Hier vereinen sich so ziemlich alle Grundsorgen eines Bilderbuch-Bünzli-Bällelers in einem Satz: Mögliche Partys, welche – neiaberau! – unerwartet in die Verlängerung gehen oder gar Schall produzieren könnten. Es empfiehlt sich, diverse Massnahmen im Voraus zu planen. Gar mit dem Ortsbild und dem Haus des Nachbarn könnte es Probleme geben: Womöglich hängt der sich eine Fahne ans Haus. Und vielleicht erst noch die falsche!

Schonungslos klärt der HEV auf: Bei einem «derartigen Grossanlass» wie der Euro gelten etwas andere Regeln. Zumindest «während den von den örtlichen Behörden bewilligten Festzeiten» und in der Nähe von «Public-Viewing-Plätzen» sei es wohl so, dass sich «nichts machen lässt». Brutal.

Aber so sind die Regeln bei diesem Spiel. Auf die Ruhezeiten («in der Regel von 22.00 Uhr bis 06.00 Uhr bzw. 07.00 Uhr») könne in diesem Fall nicht «gepocht» werden.

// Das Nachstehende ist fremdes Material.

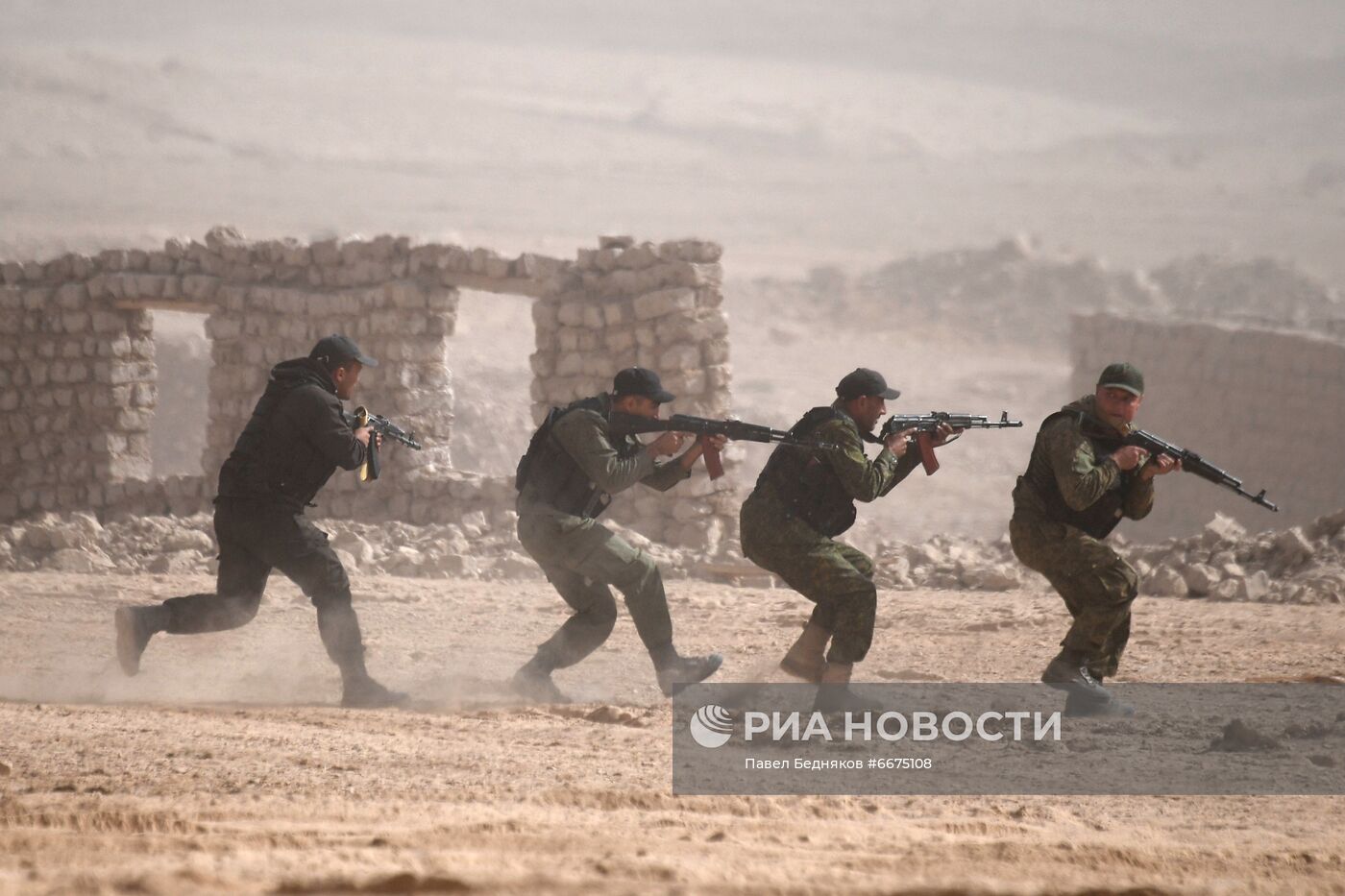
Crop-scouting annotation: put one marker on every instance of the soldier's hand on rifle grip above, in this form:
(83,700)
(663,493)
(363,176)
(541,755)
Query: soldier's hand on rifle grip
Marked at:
(898,442)
(1129,456)
(944,433)
(1162,466)
(668,444)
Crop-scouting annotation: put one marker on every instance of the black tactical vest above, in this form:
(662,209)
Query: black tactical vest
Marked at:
(1099,519)
(807,483)
(554,476)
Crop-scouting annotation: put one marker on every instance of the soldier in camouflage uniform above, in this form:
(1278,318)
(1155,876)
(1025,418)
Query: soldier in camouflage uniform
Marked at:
(1080,482)
(802,500)
(568,476)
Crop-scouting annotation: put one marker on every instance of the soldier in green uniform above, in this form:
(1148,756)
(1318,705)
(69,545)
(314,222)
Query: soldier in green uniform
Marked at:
(802,500)
(1080,482)
(568,476)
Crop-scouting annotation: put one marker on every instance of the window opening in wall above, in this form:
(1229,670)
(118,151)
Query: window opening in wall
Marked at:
(488,355)
(178,429)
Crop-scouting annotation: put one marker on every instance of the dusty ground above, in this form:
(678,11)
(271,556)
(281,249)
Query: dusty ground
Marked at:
(224,765)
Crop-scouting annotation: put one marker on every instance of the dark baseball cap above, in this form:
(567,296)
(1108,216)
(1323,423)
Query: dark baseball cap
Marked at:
(336,350)
(861,381)
(1122,375)
(638,381)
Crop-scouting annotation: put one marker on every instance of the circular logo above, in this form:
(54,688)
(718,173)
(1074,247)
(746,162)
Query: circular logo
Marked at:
(712,725)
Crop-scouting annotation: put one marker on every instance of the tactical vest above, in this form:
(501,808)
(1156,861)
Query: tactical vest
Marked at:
(554,476)
(807,483)
(1100,517)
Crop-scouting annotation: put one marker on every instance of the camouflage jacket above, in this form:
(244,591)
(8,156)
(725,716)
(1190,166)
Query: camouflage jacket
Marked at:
(609,465)
(1071,476)
(822,487)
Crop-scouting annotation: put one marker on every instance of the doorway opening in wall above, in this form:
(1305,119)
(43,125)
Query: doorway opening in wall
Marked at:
(178,429)
(493,405)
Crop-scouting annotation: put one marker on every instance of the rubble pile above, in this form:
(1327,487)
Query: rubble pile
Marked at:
(948,563)
(1300,566)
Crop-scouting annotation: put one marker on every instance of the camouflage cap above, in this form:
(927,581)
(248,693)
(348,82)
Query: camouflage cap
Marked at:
(1122,375)
(336,349)
(861,381)
(641,381)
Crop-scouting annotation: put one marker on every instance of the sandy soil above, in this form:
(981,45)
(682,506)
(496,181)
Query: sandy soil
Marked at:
(225,767)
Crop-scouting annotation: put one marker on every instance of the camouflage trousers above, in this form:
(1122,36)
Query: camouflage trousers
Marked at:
(1096,584)
(834,576)
(581,559)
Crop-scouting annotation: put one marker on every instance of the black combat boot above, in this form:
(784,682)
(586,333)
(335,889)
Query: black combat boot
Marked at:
(533,682)
(339,628)
(675,673)
(1068,671)
(804,658)
(134,627)
(1078,705)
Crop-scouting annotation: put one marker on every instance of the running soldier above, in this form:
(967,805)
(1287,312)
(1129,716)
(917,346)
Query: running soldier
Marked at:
(572,469)
(802,500)
(1080,482)
(296,439)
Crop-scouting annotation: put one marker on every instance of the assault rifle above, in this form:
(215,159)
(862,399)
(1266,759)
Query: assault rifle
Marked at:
(622,424)
(1190,462)
(927,424)
(387,429)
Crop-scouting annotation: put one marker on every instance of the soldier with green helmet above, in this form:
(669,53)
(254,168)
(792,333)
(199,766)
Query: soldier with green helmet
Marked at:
(802,500)
(1080,482)
(568,476)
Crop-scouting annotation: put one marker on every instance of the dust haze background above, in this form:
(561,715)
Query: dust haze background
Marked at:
(817,141)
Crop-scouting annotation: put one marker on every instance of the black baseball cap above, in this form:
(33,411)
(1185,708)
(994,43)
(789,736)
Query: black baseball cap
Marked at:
(639,381)
(861,381)
(1122,375)
(335,350)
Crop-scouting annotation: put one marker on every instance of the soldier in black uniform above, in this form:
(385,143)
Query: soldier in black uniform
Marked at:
(296,439)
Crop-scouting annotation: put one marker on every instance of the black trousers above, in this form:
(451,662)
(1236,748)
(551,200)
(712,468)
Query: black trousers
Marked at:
(253,540)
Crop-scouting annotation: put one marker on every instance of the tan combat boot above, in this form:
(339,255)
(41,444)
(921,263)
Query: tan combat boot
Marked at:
(834,694)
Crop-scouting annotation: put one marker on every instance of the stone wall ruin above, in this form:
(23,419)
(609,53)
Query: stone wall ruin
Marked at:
(78,381)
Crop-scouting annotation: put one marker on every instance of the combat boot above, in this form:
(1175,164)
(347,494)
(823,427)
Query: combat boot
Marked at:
(533,681)
(676,673)
(804,658)
(339,630)
(1078,705)
(134,627)
(834,694)
(362,691)
(1069,673)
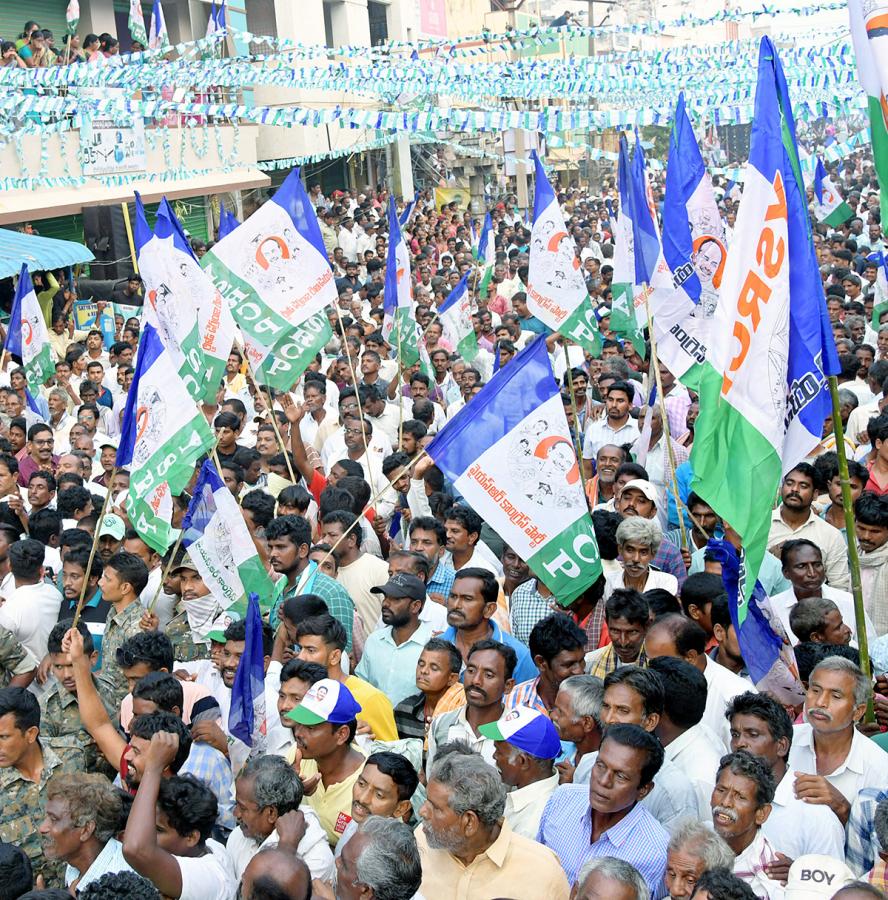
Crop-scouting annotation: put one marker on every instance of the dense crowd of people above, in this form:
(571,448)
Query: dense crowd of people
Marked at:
(438,723)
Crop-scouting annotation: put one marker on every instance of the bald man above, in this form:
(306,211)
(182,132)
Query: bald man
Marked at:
(275,872)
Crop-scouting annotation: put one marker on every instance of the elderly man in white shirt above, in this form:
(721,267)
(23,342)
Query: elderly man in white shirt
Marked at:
(526,745)
(834,703)
(268,793)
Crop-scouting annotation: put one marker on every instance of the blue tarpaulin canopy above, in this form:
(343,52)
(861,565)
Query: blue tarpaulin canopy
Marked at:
(39,253)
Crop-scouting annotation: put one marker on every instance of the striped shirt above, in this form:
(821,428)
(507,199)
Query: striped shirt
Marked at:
(638,838)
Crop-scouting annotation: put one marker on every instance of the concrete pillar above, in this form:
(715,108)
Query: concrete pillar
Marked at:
(96,17)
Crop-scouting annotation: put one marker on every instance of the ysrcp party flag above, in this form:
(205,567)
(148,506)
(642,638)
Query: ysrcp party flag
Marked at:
(763,395)
(399,326)
(556,289)
(162,434)
(272,269)
(509,454)
(455,316)
(27,337)
(158,38)
(694,249)
(628,317)
(136,23)
(829,207)
(173,284)
(486,255)
(869,34)
(219,543)
(290,358)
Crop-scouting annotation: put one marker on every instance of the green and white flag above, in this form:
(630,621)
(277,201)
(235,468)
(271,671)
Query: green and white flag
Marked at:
(829,207)
(27,337)
(136,23)
(455,316)
(72,16)
(556,289)
(162,435)
(509,454)
(273,271)
(220,545)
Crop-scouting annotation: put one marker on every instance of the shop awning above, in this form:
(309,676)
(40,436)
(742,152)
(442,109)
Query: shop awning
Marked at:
(39,253)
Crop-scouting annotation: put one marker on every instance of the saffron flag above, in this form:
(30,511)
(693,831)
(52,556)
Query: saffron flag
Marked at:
(869,35)
(219,543)
(273,270)
(399,326)
(486,255)
(509,453)
(455,316)
(763,395)
(162,435)
(136,23)
(695,251)
(829,207)
(556,288)
(72,15)
(246,716)
(158,38)
(27,337)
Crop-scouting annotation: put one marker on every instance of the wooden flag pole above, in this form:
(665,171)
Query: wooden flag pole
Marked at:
(853,555)
(92,549)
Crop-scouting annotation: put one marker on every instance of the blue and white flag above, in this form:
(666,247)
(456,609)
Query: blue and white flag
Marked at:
(27,336)
(161,437)
(246,717)
(766,649)
(273,270)
(219,543)
(455,316)
(158,38)
(695,251)
(556,287)
(509,454)
(763,391)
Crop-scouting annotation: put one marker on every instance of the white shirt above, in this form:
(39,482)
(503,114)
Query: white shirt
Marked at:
(209,877)
(796,828)
(697,753)
(600,432)
(783,603)
(313,849)
(672,798)
(865,766)
(722,685)
(30,614)
(524,806)
(109,860)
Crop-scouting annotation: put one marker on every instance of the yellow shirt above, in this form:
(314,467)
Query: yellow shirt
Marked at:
(333,803)
(505,869)
(376,709)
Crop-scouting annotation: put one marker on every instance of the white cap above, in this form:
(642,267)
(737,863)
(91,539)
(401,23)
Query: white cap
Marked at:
(816,876)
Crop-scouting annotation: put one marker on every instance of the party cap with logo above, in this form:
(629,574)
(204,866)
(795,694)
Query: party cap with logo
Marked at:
(326,701)
(527,729)
(814,876)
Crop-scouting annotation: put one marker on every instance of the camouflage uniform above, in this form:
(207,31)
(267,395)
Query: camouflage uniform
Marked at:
(118,628)
(179,632)
(24,801)
(15,659)
(60,717)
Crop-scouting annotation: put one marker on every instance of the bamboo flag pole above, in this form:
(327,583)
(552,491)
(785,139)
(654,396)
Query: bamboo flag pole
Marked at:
(92,549)
(853,555)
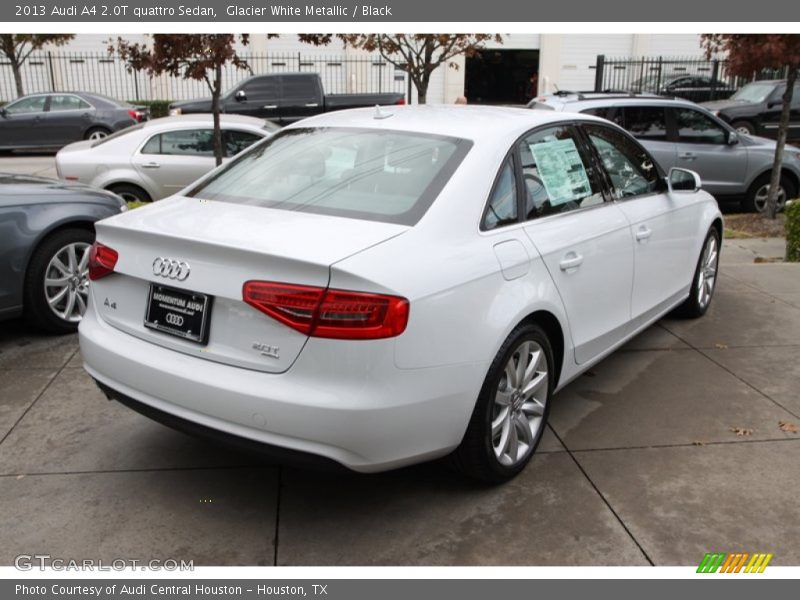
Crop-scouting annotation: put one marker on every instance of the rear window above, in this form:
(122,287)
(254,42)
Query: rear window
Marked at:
(117,134)
(387,176)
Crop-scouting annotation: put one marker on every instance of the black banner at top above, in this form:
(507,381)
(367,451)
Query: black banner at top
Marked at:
(472,11)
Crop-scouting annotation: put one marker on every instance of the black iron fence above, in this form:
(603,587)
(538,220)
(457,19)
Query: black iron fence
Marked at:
(681,76)
(107,74)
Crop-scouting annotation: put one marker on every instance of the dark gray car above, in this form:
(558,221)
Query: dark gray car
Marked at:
(47,231)
(57,119)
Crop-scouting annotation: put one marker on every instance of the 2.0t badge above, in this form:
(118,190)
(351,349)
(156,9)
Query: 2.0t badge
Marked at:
(171,268)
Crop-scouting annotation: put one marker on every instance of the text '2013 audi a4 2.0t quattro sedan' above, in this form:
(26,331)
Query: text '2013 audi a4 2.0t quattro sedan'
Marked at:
(383,287)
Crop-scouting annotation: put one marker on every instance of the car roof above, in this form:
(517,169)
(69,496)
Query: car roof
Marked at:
(458,121)
(195,119)
(578,102)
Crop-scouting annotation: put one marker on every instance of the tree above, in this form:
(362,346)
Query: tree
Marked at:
(419,54)
(191,56)
(18,47)
(747,55)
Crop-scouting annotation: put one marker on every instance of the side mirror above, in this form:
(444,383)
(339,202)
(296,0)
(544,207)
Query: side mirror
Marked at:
(683,180)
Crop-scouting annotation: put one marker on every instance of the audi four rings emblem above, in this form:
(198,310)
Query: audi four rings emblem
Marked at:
(174,319)
(170,268)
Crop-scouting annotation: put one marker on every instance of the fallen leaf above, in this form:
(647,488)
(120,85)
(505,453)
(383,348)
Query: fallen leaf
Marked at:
(742,430)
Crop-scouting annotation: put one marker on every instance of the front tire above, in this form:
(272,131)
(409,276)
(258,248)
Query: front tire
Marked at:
(745,127)
(130,192)
(510,414)
(57,281)
(756,198)
(704,281)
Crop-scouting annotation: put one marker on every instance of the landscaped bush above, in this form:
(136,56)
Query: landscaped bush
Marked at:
(793,231)
(158,108)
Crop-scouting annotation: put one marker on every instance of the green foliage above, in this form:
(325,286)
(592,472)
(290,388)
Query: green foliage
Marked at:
(793,231)
(158,108)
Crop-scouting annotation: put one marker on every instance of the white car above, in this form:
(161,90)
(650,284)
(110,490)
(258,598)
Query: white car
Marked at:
(157,158)
(384,287)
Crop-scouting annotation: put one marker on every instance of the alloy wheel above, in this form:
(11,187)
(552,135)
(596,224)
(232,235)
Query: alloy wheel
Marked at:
(519,404)
(760,199)
(66,281)
(707,277)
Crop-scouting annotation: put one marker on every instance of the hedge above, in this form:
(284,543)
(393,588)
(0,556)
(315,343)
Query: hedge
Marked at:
(793,231)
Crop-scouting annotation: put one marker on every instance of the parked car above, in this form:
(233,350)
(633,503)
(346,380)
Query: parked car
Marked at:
(284,98)
(679,133)
(54,120)
(383,287)
(48,230)
(697,88)
(756,109)
(157,158)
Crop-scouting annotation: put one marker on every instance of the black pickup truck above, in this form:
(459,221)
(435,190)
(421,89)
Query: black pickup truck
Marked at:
(283,98)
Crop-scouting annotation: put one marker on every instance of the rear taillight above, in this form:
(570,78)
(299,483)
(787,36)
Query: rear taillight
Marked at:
(102,261)
(327,313)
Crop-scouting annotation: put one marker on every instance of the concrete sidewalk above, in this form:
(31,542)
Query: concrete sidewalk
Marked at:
(642,463)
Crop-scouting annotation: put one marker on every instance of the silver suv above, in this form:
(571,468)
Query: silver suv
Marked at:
(679,133)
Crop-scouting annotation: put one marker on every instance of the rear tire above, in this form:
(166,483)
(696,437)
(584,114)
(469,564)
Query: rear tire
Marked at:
(96,133)
(704,281)
(745,127)
(130,192)
(511,412)
(756,198)
(57,281)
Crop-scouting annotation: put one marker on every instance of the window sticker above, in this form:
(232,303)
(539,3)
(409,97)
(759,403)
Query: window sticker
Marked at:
(561,170)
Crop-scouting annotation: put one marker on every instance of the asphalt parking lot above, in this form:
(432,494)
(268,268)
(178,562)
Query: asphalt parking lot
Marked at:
(643,462)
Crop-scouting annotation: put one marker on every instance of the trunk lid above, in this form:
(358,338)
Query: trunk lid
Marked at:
(224,245)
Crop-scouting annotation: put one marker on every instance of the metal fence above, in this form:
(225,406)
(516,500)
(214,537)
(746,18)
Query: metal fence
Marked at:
(107,74)
(652,74)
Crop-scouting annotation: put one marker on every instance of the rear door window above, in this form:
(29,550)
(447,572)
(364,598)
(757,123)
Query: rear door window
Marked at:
(556,172)
(645,122)
(184,142)
(695,127)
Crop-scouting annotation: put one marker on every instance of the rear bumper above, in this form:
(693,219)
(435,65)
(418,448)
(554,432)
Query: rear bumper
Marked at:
(343,401)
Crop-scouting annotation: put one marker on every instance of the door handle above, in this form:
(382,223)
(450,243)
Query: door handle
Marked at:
(571,260)
(643,233)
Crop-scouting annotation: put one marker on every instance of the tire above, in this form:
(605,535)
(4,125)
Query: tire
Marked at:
(130,192)
(96,133)
(756,198)
(704,281)
(58,308)
(744,127)
(485,454)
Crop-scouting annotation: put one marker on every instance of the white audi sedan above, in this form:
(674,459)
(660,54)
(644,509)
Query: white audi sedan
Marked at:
(384,287)
(157,158)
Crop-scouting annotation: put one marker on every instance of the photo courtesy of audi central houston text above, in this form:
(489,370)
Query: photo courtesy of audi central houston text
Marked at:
(384,286)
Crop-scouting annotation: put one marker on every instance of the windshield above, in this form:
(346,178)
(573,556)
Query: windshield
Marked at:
(754,92)
(388,176)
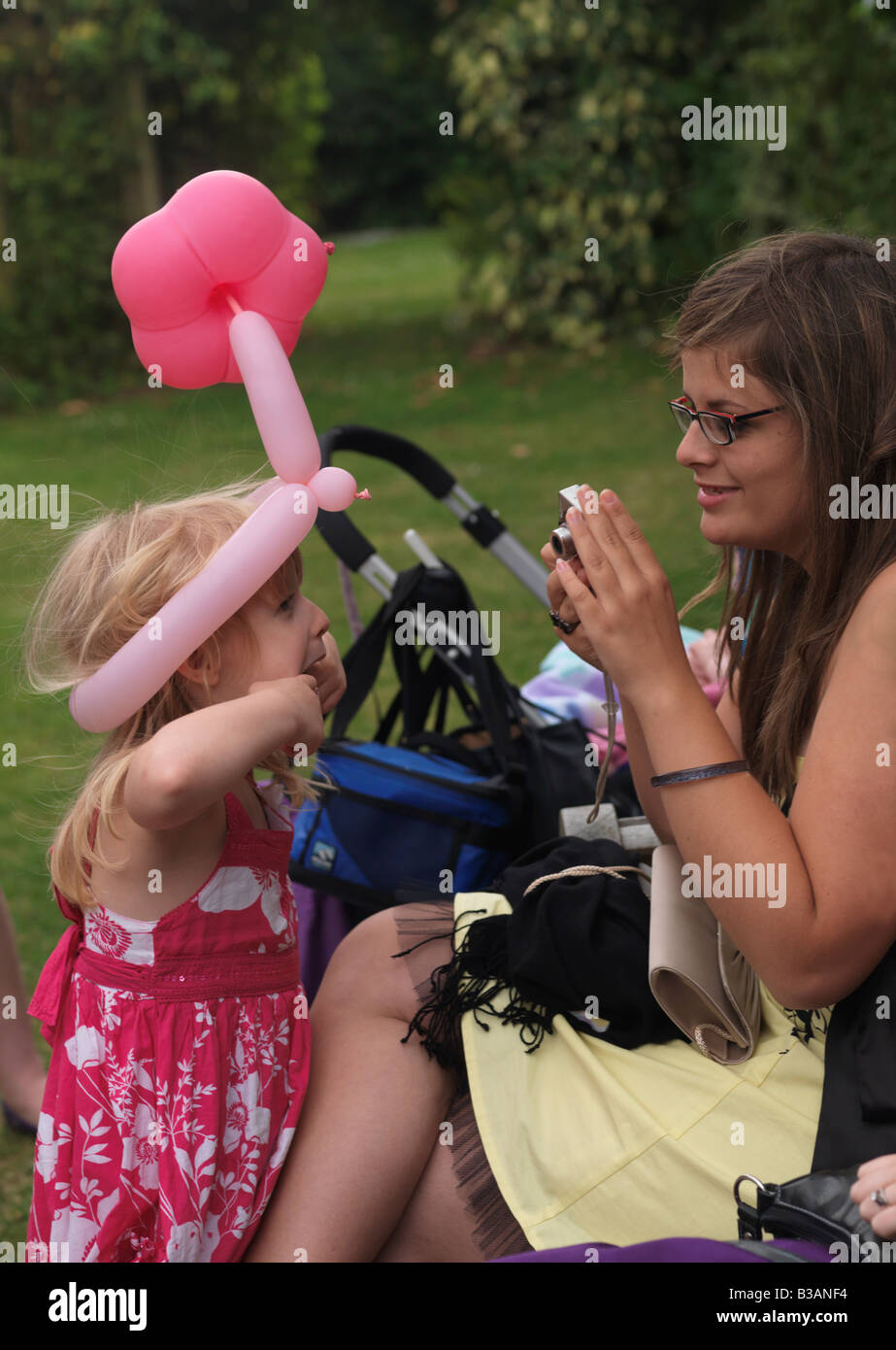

Trotzdem bestehe selbstverständlich kein Recht darauf, «unbegrenzt Lärm zu produzieren». Und: «Je weiter weg von öffentlichen Festplätzen private EM-Festanlässe durchgeführt werden, desto stärker können Nachbarn auf ihr Recht der nächtlichen Ruhe pochen.» Merke: Dem Nachbarn mit der falschen Fahne kann man den Fussballabend vermiesen, wenn die geografische Lage passt.

Freuen, aber Pssssst!

Nirgends im HEV-Text vermerkt ist, wie man sich genau verhalten soll, wenn die eigene Mannschaft das tut, worauf jeder Fan hofft: vor Abermillionen live das Runde im Eckigen versenken. Als ungeschriebene Regel steht zwischen den Zeilen: Freuen darf man sich vielleicht schon, aber zeigen sollte man es lieber nicht zu sehr. Eine Fahne schwingen liegt drin, aber …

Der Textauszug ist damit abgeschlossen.